Medical applications in particular are crucial, he said.
"They wanted to know from the start: `Will it run in five years? What problems can we anticipate?' So we had to decide what variables to look for," he said.
The unit was established to provide engineering expertise for specialty applications, said Ray Godaire, manager of the new team.
"We're capturing more medical-device work and expanding to electronic, aerospace and wire and cable," Godaire said.
The company has been involved with custom compounding for the medical industry since 1989.
Foster produces proprietary compounds used in such products as catheters, endoscopes and other medical devices.

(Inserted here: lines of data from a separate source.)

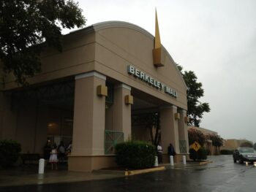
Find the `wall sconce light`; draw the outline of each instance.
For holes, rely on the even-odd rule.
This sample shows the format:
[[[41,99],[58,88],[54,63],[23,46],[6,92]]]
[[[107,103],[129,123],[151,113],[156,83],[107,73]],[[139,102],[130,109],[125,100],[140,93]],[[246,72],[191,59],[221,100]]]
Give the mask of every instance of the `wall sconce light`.
[[[108,96],[108,87],[105,85],[98,85],[97,87],[97,94],[100,96]]]
[[[133,104],[133,96],[131,95],[125,96],[124,102],[126,104]]]
[[[184,118],[184,122],[185,122],[186,123],[189,123],[189,117],[185,117],[185,118]]]
[[[176,112],[174,114],[174,118],[175,118],[176,120],[180,119],[181,118],[181,115],[180,115],[179,112]]]

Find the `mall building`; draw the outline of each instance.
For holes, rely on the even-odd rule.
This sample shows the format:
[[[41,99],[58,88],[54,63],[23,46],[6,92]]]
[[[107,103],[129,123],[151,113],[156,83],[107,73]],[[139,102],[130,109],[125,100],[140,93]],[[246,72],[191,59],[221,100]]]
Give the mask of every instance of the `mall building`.
[[[61,53],[42,53],[42,72],[28,79],[29,86],[7,77],[0,85],[0,139],[42,155],[47,141],[72,141],[68,169],[91,171],[115,166],[118,142],[151,142],[140,120],[154,113],[164,161],[170,143],[180,161],[189,148],[187,86],[157,26],[154,37],[129,23],[92,25],[64,36]]]

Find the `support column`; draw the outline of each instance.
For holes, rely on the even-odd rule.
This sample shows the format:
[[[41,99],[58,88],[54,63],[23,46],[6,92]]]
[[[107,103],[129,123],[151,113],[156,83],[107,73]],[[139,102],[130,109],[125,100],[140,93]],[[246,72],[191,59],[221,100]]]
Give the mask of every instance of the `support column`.
[[[3,138],[3,123],[4,123],[4,94],[0,91],[0,139],[4,139]]]
[[[113,129],[124,133],[124,140],[131,137],[131,105],[125,104],[124,97],[131,94],[131,88],[125,84],[118,85],[114,90],[113,106]]]
[[[179,152],[178,120],[175,119],[177,107],[170,106],[160,110],[161,142],[163,149],[164,162],[168,161],[167,147],[172,143],[177,154]]]
[[[92,72],[75,77],[72,150],[69,170],[88,172],[105,166],[104,161],[105,98],[97,86],[106,77]]]
[[[187,134],[187,122],[185,122],[187,111],[181,110],[179,111],[180,119],[178,120],[178,137],[180,140],[186,141],[187,153],[189,153],[189,136]]]

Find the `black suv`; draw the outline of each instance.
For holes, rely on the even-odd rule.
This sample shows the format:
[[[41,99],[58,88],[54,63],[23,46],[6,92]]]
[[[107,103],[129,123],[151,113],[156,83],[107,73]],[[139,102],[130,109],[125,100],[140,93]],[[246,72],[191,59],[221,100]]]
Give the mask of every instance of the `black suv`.
[[[240,164],[244,161],[256,162],[256,152],[252,147],[238,147],[233,154],[234,163],[239,161]]]

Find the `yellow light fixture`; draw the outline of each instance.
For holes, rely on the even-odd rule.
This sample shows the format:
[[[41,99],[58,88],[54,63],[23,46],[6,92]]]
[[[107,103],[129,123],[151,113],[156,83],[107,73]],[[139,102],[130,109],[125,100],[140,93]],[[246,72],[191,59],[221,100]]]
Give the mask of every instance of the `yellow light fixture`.
[[[124,102],[126,104],[133,104],[133,96],[131,95],[125,96]]]
[[[108,87],[105,85],[98,85],[97,87],[97,94],[100,96],[108,96]]]
[[[179,114],[179,112],[176,112],[174,114],[174,118],[176,120],[180,119],[181,118],[181,115]]]
[[[186,123],[189,123],[189,117],[184,117],[184,122]]]

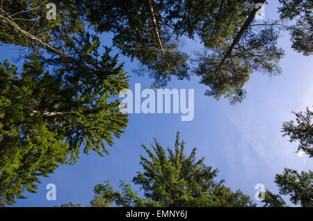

Typically, the company is being called on to work with the customer to come up with the right compound and then work with the molder to come up with a prototype mold, Acquarulo said.
Foster operates one single-screw and five twin-screw extruders at its 22,000-square-foot Dayville facility, and is looking to expand significantly in the state. Overall, it has 40 employees at two plants.
Its other facility is in North Las Vegas, Nev. Foster purchased a new twin-screw model that in the third quarter will join two similar models in that 10,000-square-foot facility.
Acquarulo said the company has been growing at a 20 percent clip the past few years. The goal now is to expand its research and development, and to add space for clean room manufacturing.
The company's compounds include radiopaque, electrically conductive/static-dissipative, reinforced, lubricated, anti-microbial, cross-linked and custom-colored products.
Materials processed include polyurethane, nylon, thermoplastic elastomers, polyolefins, polyester, vinyl and engineering resins.